If there is sufficient virtue in a body of people to maintain freedom, there is sufficient virtue to establish it in the first place.” (M B, written regarding the Iraq war. October 5, 2007.)

“President Wilson had the full departure in mind [of the Founders doctrine of neutrality] when he declared: ‘Everybody’s business is our business.’ Since then we have leaped ahead along the anciently forbidden path.” (J. Reuben Clark, Let Us Have Peace, Church News, November 22, 1947.)

“In our course under the new gospel of interference with everything we do not like, we have gone forward and are going forward, as if we possessed all the good of human government, of human economic concept, of human comfort, and of human welfare, all of which we are to impose on the balance of the world,— a concept born of the grossest national egotism.” (J. Reuben Clark, Let Us Have Peace, Church News, November 22, 1947.)

“Yet, to repeat, we have entered into new fields to impose our will and concepts on others. This means we must use force, and force means war, not peace. What has our apostasy from peace cost us?” (J. Reuben Clark, Let Us Have Peace, Church News, November 22, 1947.)

“I believe American manhood is too valuable to be sacrificed on foreign soil for foreign issues and causes.” (J. Reuben Clark, Let Us Have Peace, Church News, November 22, 1947.)

“I believe that permanent peace will never come into the world from the muzzle of a gun.

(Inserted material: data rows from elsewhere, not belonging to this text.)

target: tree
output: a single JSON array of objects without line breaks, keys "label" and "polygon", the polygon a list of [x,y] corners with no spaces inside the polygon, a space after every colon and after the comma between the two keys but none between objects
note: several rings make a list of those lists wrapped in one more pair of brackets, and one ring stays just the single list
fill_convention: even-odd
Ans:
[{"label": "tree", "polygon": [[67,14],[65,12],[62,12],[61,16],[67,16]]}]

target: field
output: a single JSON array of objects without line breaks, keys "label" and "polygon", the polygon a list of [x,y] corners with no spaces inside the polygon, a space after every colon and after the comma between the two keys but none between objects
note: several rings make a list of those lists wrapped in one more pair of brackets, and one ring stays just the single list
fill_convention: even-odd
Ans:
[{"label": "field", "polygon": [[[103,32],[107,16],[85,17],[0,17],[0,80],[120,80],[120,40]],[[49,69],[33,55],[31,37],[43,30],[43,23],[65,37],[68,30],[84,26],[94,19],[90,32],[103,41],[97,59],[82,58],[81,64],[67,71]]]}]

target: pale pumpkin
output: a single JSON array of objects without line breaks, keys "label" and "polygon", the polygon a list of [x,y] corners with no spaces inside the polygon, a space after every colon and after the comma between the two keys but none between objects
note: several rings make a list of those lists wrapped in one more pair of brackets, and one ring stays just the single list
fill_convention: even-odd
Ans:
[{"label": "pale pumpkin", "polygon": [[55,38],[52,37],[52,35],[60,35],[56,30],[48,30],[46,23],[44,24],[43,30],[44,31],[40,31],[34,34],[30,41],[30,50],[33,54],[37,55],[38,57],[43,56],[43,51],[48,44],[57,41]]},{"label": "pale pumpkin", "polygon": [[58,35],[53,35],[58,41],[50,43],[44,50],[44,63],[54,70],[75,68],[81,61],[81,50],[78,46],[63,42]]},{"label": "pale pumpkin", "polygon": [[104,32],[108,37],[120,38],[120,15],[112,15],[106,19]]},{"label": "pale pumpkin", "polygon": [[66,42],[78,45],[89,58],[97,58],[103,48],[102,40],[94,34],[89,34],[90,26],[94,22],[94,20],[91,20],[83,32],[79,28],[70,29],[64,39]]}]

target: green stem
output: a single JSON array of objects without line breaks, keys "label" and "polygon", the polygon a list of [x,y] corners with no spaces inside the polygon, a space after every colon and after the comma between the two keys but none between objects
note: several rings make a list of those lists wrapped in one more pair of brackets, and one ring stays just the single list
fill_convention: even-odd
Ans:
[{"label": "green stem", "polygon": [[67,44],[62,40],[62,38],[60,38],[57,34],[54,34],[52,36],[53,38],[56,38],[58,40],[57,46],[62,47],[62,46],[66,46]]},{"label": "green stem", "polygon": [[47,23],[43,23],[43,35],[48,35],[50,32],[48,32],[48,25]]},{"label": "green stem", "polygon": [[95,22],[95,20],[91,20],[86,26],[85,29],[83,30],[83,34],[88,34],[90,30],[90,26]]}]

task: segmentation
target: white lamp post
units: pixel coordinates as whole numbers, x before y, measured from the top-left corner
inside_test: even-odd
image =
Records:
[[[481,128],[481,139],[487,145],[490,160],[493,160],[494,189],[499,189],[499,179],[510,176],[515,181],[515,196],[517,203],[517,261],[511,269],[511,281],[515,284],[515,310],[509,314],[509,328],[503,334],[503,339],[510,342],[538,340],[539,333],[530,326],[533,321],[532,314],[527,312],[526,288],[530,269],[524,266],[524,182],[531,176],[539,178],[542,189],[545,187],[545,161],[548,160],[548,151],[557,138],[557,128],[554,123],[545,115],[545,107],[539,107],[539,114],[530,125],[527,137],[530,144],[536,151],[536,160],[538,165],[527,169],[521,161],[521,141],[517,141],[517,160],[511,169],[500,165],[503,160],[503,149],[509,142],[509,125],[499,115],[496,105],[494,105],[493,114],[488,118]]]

Guns and bayonets will, in the future as in the past, bring truces, long or short, but never peace that endures.” (J. Reuben Clark, Let Us Have Peace, Church News, November 22, 1947.)

“In my view, our whole international course and policy is basically wrong, and must be changed if peace is to come. Our policy has brought us, and pursued, will continue to bring us, only the hatred of nations now — and we cannot thrive on that, financially or spiritually — and certain war hereafter, with a list of horrors and woes we do not now even surmise.(J. Reuben Clark, Let Us Have Peace, Church News, November 22, 1947.)

“We are a warlike people, easily distracted from our assignment of preparing for the coming of the Lord. When enemies rise up, we commit vast resources to the fabrication of gods of stone and steel—ships, planes, missiles, fortifications—and depend on them for protection and deliverance. When threatened, we become antienemy instead of pro-kingdom of God; we train a man in the art of war and call him a patriot, thus, in the manner of Satan’s counterfeit of true patriotism.” (President Spencer W. Kimball, Ensign, June 1976.)

“The Iraqi regime militarily remains fairly weak. It doesn't have the capacity it had 10 or 12 years ago. It has been contained. And even though we have no doubt in our mind that the Iraqi regime is pursuing programs to develop weapons of mass destruction -- chemical, biological and nuclear — I think the best intelligence estimates suggest that they have not been terribly successful.” (Secretary of State Colin Powell, four months prior to 9/11 May 2001.)

“Saddam Hussein did not possess stockpiles of illicit weapons at the time of the U.S. invasion in March 2003 and had not begun any program to produce them, a CIA report concludes.

“In fact, the long-awaited report, authored by Charles Duelfer, who advises the director of central intelligence on Iraqi weapons, says Iraq's WMD program was essentially destroyed in 1991 and Saddam ended Iraq's nuclear program after the 1991 Gulf War.” (Report: No WMD stockpiles in Iraq, CNN, October 7, 2004.)

“1,750 experts have visited 1,200 potential WMD sites and have come up empty-handed.

“It is important to emphasize that central fact because the administration's case for going to war against Iraq rested on the twin arguments that Saddam Hussein had existing stockpiles of weapons of mass destruction and that he might give weapons of mass destruction to al Qaeda to attack us.” (Senator Carl Levin Report: No WMD stockpiles in Iraq, CNN, October 7, 2004.)